Il tempo passava e la gente pregava, in piedi con le spalle alla parete, riunita per gruppi di famiglia. Da un po’ non si udivano più scoppi.
Poi all’ingresso del ricovero qualcuno gridò che l’allarme era cessato, che le sirene non funzionavano, ma che era cessato … Non ci fu una grande reazione all’annuncio. Ciascuno rifletteva sulla decisione da prendere, se uscire o restare. Ma il padre di Vito la sua decisione l’aveva già maturata.

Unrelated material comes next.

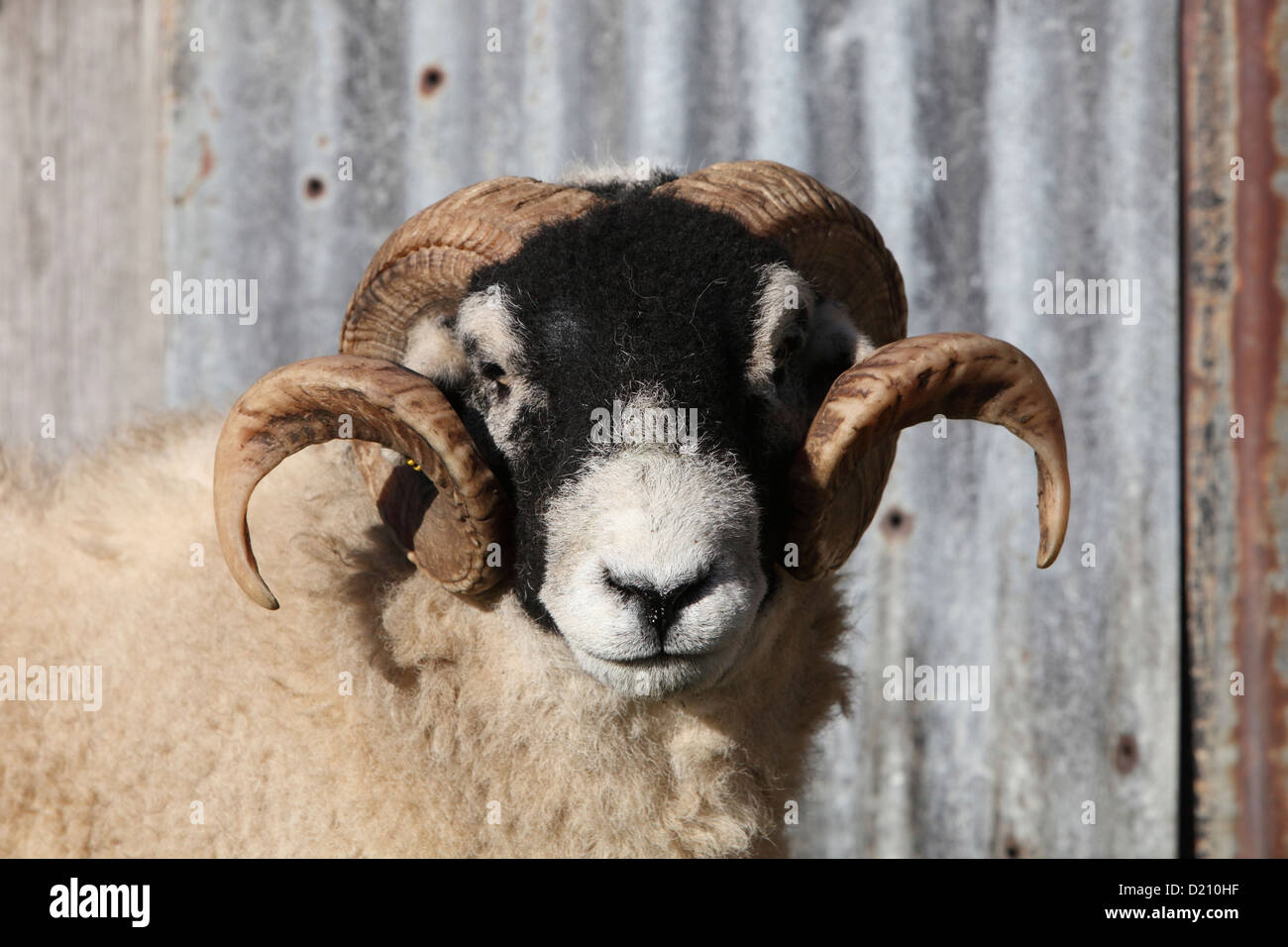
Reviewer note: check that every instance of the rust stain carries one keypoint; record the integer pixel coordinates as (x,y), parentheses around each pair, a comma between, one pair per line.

“Ce ne andiamo” disse, e prendendo lui e sua madre per un braccio si avviò verso l’uscita del ricovero. Qualcuno li seguì mentre altri rimasero a interrogarsi a vicenda su cosa fare. Uscirono di nuovo sul corso e per quanto fossero all’incirca le tre del pomeriggio, fuori era quasi buio.
Sotto un cielo limpido, col sole alto, quel giorno, alcuni tra uomini donne e bambini, trovarono la morte in quello scantinato che fungeva da ricovero.
Ma questo Vito e suoi lo seppero tempo dopo quel lungo viaggio iniziato all’uscita dal ricovero, quando, immersi nel buio irrespirabile del corso, calpestando vetri e calcinacci, lo avevano attraversato in tutta la sua lunghezza per allontanarsi dalla città.
Avevano impiegato quasi tre giorni per raggiungere il paese e Vito, quei tre giorni, aveva sempre avuto in mente di raccontarli. Un giorno o l’altro l’avrebbe fatto.